Los siguientes días los pasé en cama con casi cuarenta de fiebre y con inyecciones de penicilina que me ponía mi padre. Recuerdo ver como entre sueños, en la puerta de mi habitación al pobre Lucio y a la pobre Clotilde, que se sentían culpables por mi intoxicación. Ellos también la sufrieron, pero con menor intensidad. Y también recuerdo escuchar a mi padre jurar en arameo y prometer que si volvía a ver al pastelero lo iba a abrir en canal para hacerle una autopsia en vivo.

Como cada año la despedida de Foz era un trauma para mí. Abandonar a Lucio, Clotilde, Pilar, dar de comer a las gallinas, montar en la burra, recoger patatas en la huerta y cambiar todo eso, de la noche a la mañana por vivir en la casa de Madrid, era demasiado duro. Pero todavía hubo algo peor.

Debió ser por 1962. Mi padre, que había estudiado cuatro años de medicina al estallar la guerra civil, se detectó unos bultos en las axilas. Llamó a mi madre a la habitación y cerraron la puerta para mantener el secreto, pero yo pude escuchar algo a través de la ventana que daba al patio de la entrada principal. A mi padre no le gustó nada lo de los bultitos en las axilas y sugería un regreso precipitado a Madrid. Qué lejos estuve en aquel momento de saber que ese sería mi último año en Foz.
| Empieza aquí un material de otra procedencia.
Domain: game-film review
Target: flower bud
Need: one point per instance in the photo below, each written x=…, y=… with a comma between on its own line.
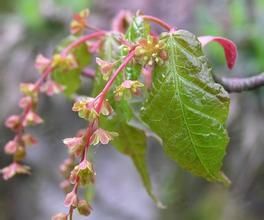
x=106, y=67
x=71, y=199
x=128, y=85
x=51, y=88
x=25, y=102
x=102, y=136
x=28, y=90
x=11, y=147
x=32, y=118
x=64, y=62
x=59, y=216
x=84, y=208
x=28, y=139
x=41, y=62
x=13, y=122
x=84, y=171
x=66, y=186
x=79, y=22
x=20, y=153
x=74, y=144
x=13, y=169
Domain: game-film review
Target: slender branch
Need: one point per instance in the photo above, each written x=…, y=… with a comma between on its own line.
x=157, y=21
x=88, y=72
x=82, y=40
x=241, y=84
x=108, y=85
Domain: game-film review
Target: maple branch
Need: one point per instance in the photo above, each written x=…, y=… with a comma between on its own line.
x=241, y=84
x=157, y=21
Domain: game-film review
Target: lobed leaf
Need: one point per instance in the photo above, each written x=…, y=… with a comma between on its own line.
x=187, y=109
x=131, y=140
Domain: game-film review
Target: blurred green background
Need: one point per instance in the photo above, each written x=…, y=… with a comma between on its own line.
x=29, y=27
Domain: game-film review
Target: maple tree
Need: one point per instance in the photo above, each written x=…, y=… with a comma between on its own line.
x=143, y=82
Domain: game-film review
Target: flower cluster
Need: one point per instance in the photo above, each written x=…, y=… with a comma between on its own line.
x=17, y=123
x=79, y=22
x=82, y=173
x=132, y=87
x=17, y=147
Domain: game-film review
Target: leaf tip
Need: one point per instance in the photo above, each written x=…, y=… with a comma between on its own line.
x=229, y=47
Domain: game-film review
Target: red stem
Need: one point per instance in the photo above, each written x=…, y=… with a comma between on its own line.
x=157, y=21
x=108, y=85
x=82, y=40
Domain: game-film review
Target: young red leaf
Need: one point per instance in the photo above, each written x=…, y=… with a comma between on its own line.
x=228, y=45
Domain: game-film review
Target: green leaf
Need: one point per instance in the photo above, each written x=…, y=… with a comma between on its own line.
x=137, y=29
x=131, y=140
x=187, y=109
x=70, y=79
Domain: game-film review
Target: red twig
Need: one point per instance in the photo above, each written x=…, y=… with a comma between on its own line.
x=157, y=21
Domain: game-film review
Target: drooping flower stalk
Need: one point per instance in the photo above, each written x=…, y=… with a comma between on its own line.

Y qué lejos estaba de saber que un par de años más tarde, aquellos bultitos en las axilas de mi padre, se convertirían en un linfoma en fase de metástasis.

Así es que, en contra de lo que dice el título de la canción de Sinatra, 1962 no fue un buen año. Fue mi último verano en Foz; en octubre empecé a ir al colegio y me encontré con cientos de niños que no conocía y a unos señores que llevaban unas sotanas negras. Y todavía quedaba por venir lo peor.

1962 no fue un buen año, como decía Sinatra.